In order to evaluate inflammatory and oxidative stress markers, 10 cc of venous blood is taken from each patient at the base line, at the 5th day and at the end of the study. Then, the serum sample is isolated and used to measure the markers via ELISA kits. APACHE ІІ (for assessment of clinical status of patients) and Nutric questionnaires (for assessment of nutritional status) filled out at the base line, 5th day and the end of study. SOFA questionnaire (for assessment of organ failure) filled out every other day. The mortality rate will be asked by phone within 28 days of the start of the intervention.
SPIRIT diagram of recommended content for the schedule of enrolment, interventions, and assessments shown in figure 1.
Data management
Specially designed forms are completed by study staff at each time point, and scanned, verified and committed to a local site database within 48 h of completion. Completed forms are stored as the source documentation in a locked cabinet, with access restricted to specified study team members. The forms are identified by unique participant ID number and do not contain any patient identifiable information. Queries based on data in the database are generated daily, including date, range and logic checks.
Outcomes
The measurable outcomes summarized in table 3.
Statistical methods
The trial profile will be summarized using a CONSORT flow chart, including reasons for non-eligibility and non-enrolment (34).
The objective of this clinical trial is to determine if pycnogenol supplementation improves clinical and nutritional outcome in TBI patients admitted in ICU or not. To answer this question, the outcome of patients receiving PYC supplement will be compared with the outcome of patients receiving placebo.

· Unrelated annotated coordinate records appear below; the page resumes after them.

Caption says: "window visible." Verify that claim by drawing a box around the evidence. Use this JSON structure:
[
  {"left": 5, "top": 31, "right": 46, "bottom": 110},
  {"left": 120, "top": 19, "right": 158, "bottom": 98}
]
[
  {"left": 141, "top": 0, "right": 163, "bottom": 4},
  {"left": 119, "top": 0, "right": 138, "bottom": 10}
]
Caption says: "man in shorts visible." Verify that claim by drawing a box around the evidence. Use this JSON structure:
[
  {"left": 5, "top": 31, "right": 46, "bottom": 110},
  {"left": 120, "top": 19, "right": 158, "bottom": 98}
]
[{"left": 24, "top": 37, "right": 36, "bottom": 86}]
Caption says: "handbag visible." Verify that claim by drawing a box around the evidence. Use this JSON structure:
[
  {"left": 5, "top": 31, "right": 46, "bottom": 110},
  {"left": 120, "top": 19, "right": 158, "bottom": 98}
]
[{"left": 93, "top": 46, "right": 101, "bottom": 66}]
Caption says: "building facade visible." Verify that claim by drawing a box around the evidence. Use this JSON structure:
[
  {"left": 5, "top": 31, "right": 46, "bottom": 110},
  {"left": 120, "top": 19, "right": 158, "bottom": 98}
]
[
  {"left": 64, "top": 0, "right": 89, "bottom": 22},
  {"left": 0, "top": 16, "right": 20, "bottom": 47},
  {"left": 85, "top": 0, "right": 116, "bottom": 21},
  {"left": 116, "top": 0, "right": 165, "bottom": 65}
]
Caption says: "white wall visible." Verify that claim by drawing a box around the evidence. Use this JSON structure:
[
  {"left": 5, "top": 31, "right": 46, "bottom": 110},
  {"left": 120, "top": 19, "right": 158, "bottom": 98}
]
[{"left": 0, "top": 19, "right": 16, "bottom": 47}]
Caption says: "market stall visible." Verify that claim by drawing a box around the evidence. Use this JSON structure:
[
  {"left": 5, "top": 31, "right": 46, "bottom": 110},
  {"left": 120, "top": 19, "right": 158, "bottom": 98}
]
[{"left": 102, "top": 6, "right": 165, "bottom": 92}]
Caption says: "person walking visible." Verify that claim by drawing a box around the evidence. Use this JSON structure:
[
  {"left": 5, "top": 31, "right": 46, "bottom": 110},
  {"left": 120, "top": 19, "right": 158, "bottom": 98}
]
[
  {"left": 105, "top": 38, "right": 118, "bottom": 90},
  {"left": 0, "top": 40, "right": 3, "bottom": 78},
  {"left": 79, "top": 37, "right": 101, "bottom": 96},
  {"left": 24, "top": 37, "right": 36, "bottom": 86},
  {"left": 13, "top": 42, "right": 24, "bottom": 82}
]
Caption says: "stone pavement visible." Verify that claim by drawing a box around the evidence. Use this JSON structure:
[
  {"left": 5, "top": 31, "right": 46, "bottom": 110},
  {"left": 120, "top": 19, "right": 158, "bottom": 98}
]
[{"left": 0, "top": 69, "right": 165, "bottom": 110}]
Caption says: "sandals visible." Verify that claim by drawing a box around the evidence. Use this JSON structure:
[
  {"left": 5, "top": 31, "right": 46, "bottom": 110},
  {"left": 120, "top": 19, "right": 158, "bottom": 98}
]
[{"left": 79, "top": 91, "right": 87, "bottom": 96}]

All analyses will be conducted by initially assigned study arm in an intention-to-treat analysis, and adjusted for randomization site. Thus, all randomized patients who will receive at least one dose of study treatment and who will have both a baseline and at least one post baseline measurement will be analyzed. The data will be expressed as mean ± SD. Statistical analyses will be conducted with SPSS version 11.5 (SPSS Institute, Chicago, Ill). Chi-square test with Yates correction will be done for non-continuous variables for the prevalence study. Student t test will be done to assess the statistical significance of the continuous variables. Comparable nonparametric test (Mann-Whitney U test) will be substituted when tests for normality and equal variance failed. A value of P b .05 will be used as a criterion for statistical significance. Survival analysis will be performed with Kaplan-Meier test. The study design flow diagram summarized in figure 2.